9. Dark Money: The Hidden History of the Billionaires Behind the Rise of the Radical Right
By Jane Mayer
In her new preface, Jane Mayer discusses the results of the most recent election and Donald Trump's victory, and how, despite much discussion to the contrary, this was a huge victory for the billionaires who have been pouring money in the American political system. Why is America living in an age of profound and widening economic inequality? Why have even modest attempts to address climate change been defeated again and again? Why do hedge-fund billionaires pay a far lower tax rate than middle-class workers? In a riveting and indelible feat of reporting, Jane Mayer illuminates the history of an elite cadre of plutocrats—headed by the Kochs, the Scaifes, the Olins, and the Bradleys—who have bankrolled a systematic plan to fundamentally alter the American political system. Mayer traces a byzantine trail of billions of dollars spent by the network, revealing a staggering conglomeration of think tanks, academic institutions, media groups, courthouses, and government allies that have fallen under their sphere of influence. Drawing from hundreds of exclusive interviews, as well as extensive scrutiny of public records, private papers, and court proceedings, Mayer provides vivid portraits of the secretive figures behind the new American oligarchy and a searing look at the carefully concealed agendas steering the nation. Dark Money is an essential book for anyone who cares about the future of American democracy.
10. Democracy in Chains: The Deep History of the Radical Right’s Stealth Plan for America
Nancy MacLean
Behind today’s headlines of billionaires taking over our government is a secretive political establishment with long, deep, and troubling roots. The capitalist radical right has been working not simply to change who rules, but to fundamentally alter the rules of democratic governance. But billionaires did not launch this movement; a white intellectual in the embattled Jim Crow South did. Democracy in Chains names its true architect—the Nobel Prize-winning political economist James McGill Buchanan—and dissects the operation he and his colleagues designed over six decades to alter every branch of government to disempower the majority.
In a brilliant and engrossing narrative, Nancy MacLean shows how Buchanan forged his ideas about government in a last gasp attempt to preserve the white elite’s power in the wake of Brown v. Board of Education. In response to the widening of American democracy, he developed a brilliant, if diabolical, plan to undermine the ability of the majority to use its numbers to level the playing field between the rich and powerful and the rest of us.
Corporate donors and their right-wing foundations were only too eager to support Buchanan’s work in teaching others how to divide America into “makers” and “takers.” And when a multibillionaire on a messianic mission to rewrite the social contract of the modern world, Charles Koch, discovered Buchanan, he created a vast, relentless, and multi-armed machine to carry out Buchanan’s strategy.

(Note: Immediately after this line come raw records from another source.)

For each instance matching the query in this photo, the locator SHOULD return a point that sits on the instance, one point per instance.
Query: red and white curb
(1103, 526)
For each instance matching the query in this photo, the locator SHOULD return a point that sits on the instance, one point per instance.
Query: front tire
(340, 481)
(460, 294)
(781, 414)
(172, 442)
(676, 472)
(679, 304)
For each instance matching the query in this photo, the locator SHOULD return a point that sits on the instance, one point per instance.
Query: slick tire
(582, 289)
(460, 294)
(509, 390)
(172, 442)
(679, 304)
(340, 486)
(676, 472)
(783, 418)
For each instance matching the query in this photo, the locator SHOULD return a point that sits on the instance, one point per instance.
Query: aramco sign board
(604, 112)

Without Buchanan's ideas and Koch's money, the libertarian right would not have succeeded in its stealth takeover of the Republican Party as a delivery mechanism. Now, with Mike Pence as Vice President, the cause has a longtime loyalist in the White House, not to mention a phalanx of Republicans in the House, the Senate, a majority of state governments, and the courts, all carrying out the plan. That plan includes harsher laws to undermine unions, privatizing everything from schools to health care and Social Security, and keeping as many of us as possible from voting. Based on ten years of unique research, Democracy in Chains tells a chilling story of right-wing academics and big money run amok. This revelatory work of scholarship is also a call to arms to protect the achievements of twentieth-century American self-government.